Schumacher wasn't even the highest placed German at the end of the race with Williams driver Nick Heidfeld taking third and a podium place while the world title holder's younger brother Ralf finished two places above him in fifth.
Alonso led from pole position and overcame minor handling troubles in the closing stages to stay ahead of Italian Jarno Trulli, who took a satisfying second place to give Toyota their first ever Formula One podium finish.
Sapped of strength, Alonso celebrates win
Alonso had to crouch on the podium after an energy-sapping race spent without the use of a drinks bottle and he admitted: "It was very tough conditions and I finished on the limit today. We knew before the start of the race that it would be tough, but my drinks bottle didn't work and I had problems. But I was not pushing very hard during the race and the car was easy to drive."
"The last 15 of 20 laps were very long and the same for everyone here in Sepang, but maybe more when you are in position one. You are very close to winning the race but everything was fine and we showed we are the team to beat."
Trulli was delighted with his podium finish and said: "I had an extremely good start but the Renault seems to get away well. I drove my race, I was competitive and I started managing the race, taking care of the tyres. It is fantastic to bring the first podium finish to Toyota. We were quite comfortable on reliability even though the conditions are difficult here and the team has done a good job over the winter."
Heidfeld battles to third
But the battle was waged behind for third place as Australian Grand Prix winner Giancarlo Fisichella fought with Williams pair Mark Webber and Heidfeld and Toyota's Ralf Schumacher for the final place on the podium.
The position eventually went to German Heidfeld, who secured his first podium for Williams, after Italian Fisichella and Australian Webber crashed into retirement and German Schumacher faded away in the closing stages.

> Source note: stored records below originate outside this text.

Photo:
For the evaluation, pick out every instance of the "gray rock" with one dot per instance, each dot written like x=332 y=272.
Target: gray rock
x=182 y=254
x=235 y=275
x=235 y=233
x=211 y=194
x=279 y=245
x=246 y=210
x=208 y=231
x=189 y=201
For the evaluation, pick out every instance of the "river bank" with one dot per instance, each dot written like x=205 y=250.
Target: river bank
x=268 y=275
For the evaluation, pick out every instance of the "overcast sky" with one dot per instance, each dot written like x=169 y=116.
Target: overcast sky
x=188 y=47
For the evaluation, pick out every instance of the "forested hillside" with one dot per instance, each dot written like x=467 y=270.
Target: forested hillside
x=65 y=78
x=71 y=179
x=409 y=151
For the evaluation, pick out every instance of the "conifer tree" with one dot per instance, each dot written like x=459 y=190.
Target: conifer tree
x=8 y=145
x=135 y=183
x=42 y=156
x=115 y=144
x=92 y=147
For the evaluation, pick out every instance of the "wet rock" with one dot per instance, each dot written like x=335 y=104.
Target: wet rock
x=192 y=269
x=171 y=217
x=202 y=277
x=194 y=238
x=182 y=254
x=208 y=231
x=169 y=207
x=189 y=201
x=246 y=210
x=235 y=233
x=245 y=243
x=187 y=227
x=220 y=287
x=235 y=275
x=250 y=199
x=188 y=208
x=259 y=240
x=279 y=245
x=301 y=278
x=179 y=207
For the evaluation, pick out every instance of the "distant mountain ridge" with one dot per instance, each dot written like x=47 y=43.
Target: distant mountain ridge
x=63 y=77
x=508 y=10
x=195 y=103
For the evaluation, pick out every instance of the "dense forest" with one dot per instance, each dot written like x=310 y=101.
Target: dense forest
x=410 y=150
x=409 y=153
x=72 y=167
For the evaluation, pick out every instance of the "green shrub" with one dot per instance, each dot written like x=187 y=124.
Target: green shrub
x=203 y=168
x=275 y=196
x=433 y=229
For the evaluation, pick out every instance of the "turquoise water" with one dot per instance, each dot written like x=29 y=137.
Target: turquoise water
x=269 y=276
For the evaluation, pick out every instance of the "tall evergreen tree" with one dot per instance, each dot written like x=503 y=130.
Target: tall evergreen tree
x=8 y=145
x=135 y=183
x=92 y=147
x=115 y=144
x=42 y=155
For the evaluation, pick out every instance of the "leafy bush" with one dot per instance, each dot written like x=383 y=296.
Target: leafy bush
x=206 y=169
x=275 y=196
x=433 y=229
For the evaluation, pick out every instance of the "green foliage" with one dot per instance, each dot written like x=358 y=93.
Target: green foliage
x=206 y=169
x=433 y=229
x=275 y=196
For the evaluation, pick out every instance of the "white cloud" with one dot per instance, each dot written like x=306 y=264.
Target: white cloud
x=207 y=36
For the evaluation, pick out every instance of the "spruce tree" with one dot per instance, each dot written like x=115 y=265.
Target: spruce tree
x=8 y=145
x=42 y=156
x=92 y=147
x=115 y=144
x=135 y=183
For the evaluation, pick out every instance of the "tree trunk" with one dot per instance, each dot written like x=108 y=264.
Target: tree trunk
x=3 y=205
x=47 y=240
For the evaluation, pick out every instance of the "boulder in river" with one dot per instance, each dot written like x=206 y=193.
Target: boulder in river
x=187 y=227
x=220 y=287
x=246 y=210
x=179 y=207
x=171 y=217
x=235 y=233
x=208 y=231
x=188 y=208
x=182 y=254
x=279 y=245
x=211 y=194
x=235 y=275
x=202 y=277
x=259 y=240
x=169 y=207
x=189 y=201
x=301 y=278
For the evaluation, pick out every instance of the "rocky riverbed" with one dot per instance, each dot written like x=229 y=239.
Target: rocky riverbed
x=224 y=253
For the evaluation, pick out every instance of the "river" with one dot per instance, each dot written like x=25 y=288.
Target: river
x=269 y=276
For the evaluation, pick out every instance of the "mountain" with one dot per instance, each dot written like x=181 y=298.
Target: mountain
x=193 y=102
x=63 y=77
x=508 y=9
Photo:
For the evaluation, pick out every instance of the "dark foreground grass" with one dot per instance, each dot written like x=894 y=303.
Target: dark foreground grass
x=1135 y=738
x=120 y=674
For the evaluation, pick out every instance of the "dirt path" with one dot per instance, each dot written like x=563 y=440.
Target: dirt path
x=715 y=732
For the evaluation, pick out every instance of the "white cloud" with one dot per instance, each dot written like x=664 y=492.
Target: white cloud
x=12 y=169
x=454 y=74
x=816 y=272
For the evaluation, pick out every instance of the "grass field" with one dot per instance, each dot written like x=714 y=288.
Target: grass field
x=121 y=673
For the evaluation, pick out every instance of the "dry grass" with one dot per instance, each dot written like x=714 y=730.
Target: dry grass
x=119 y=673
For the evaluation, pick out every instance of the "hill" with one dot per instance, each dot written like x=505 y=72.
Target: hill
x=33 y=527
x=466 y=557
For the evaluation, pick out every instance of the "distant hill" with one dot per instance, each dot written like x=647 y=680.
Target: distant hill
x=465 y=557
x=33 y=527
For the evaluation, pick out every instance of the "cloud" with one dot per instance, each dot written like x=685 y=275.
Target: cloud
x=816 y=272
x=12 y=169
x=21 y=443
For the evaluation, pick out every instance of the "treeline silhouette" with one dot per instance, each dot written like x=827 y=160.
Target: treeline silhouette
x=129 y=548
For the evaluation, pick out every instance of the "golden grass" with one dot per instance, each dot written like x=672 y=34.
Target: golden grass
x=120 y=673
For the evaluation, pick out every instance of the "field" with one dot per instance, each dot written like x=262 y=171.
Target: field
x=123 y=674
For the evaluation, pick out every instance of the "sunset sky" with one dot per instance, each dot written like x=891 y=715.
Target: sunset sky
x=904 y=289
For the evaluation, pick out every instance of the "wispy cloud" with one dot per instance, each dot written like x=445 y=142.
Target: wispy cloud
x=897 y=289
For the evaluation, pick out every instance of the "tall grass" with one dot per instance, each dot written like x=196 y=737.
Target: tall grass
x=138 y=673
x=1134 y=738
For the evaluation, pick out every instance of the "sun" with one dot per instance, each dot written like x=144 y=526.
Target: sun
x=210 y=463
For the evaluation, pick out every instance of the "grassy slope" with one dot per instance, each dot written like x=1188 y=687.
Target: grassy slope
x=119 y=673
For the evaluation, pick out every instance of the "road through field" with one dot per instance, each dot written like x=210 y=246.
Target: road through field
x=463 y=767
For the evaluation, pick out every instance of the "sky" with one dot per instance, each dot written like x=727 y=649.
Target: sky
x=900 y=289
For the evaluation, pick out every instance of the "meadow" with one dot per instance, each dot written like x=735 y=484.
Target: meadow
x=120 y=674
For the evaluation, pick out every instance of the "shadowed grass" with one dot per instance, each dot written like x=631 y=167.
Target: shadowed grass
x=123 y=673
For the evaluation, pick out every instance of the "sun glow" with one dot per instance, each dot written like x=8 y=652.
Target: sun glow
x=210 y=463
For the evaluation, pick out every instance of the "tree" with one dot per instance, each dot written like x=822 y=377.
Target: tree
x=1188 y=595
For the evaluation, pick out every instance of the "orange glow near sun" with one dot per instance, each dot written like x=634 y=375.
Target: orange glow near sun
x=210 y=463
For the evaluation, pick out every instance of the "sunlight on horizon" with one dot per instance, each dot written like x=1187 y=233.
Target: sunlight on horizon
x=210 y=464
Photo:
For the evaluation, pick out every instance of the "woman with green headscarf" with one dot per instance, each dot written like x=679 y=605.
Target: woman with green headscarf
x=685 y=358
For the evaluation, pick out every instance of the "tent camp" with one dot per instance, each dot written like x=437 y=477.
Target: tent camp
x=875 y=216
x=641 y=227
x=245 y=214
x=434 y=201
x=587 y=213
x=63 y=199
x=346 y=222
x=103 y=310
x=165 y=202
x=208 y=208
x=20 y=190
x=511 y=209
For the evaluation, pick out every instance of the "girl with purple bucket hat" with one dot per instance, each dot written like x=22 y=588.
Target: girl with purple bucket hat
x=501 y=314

Heidfeld said: "It was very hot. My drink bottle failed - it always happens where you don't want it to. I had to push quite hard because I was only 10th in qualifying. I had a good start and some good overtaking moves."
Ralf comes in fifth ahead of Michael
Colombian Juan Pablo Montoya played a calculated race and moved up from 11th on the grid to finish fourth for McLaren, just ahead of Schumacher in fifth, with Scot David Coulthard sixth for Red Bull Racing.
Schumi has yet to get going this season.
World champion Schumacher hung onto seventh as he stayed ahead of eighth-placed Austrian Christian Klien, who ensured Red Bull Racing secured a second consecutive double points finish.
Schumacher admitted that his chances of retaining his crown for a sixth consecutive year are already not looking good after just two races of the season.
Ferrari were way ahead of the competition last year as they dominated the championship and won 16 of the 18 races on their way to their sixth consecutive constructors' title. But this season has seen them plunge down the order and after opening his championship account with seventh place on Sunday Prix he admitted there is a long way to go for the struggling champions.
"At the moment it does not look very good," said Schumacher. "There's different areas in which we have to work, we know that, and it's clear we all have to work together to raise our game. But we will do that and we will do it successfully."
Old car and tyres in the firing line
Renault have started the season on a high with victory in the first two races in Australia and Malaysia but Ferrari are still using their old 2004 car and have a new one ready to be introduced. Next week the team will test the machine, which is said to be faster by between half a second and a full second per lap, to decide whether it is reliable enough to take to the next race in Bahrain.
And Schumacher added: "Obviously the other teams were doing a better job in several areas. We have to improve in all those different areas. We can see that in comparison with the other teams our (current) car is not the best.
"When I came here I didn't expect a very strong race but Friday and Saturday morning it didn't look too bad. But there was a lot of work behind me today - we had a lot of hard work for two points."
Ferrari's tyre suppliers Bridgestone have been singled out for criticism but Schumacher insisted: "I think it's extremely wrong to concentrate on just one factor. We have won together and we lose together."
The full picture of the season, which at 19 races is the longest ever in the history of the sport, is yet to be revealed, however, and Schumacher believes Ferrari are not as far behind as results suggest. "I can see it is hard to understand that we win 16 races in a season then coming here we are fighting for seventh position. But if you look back I always said things can turn around very fast and it's not down to one track at all."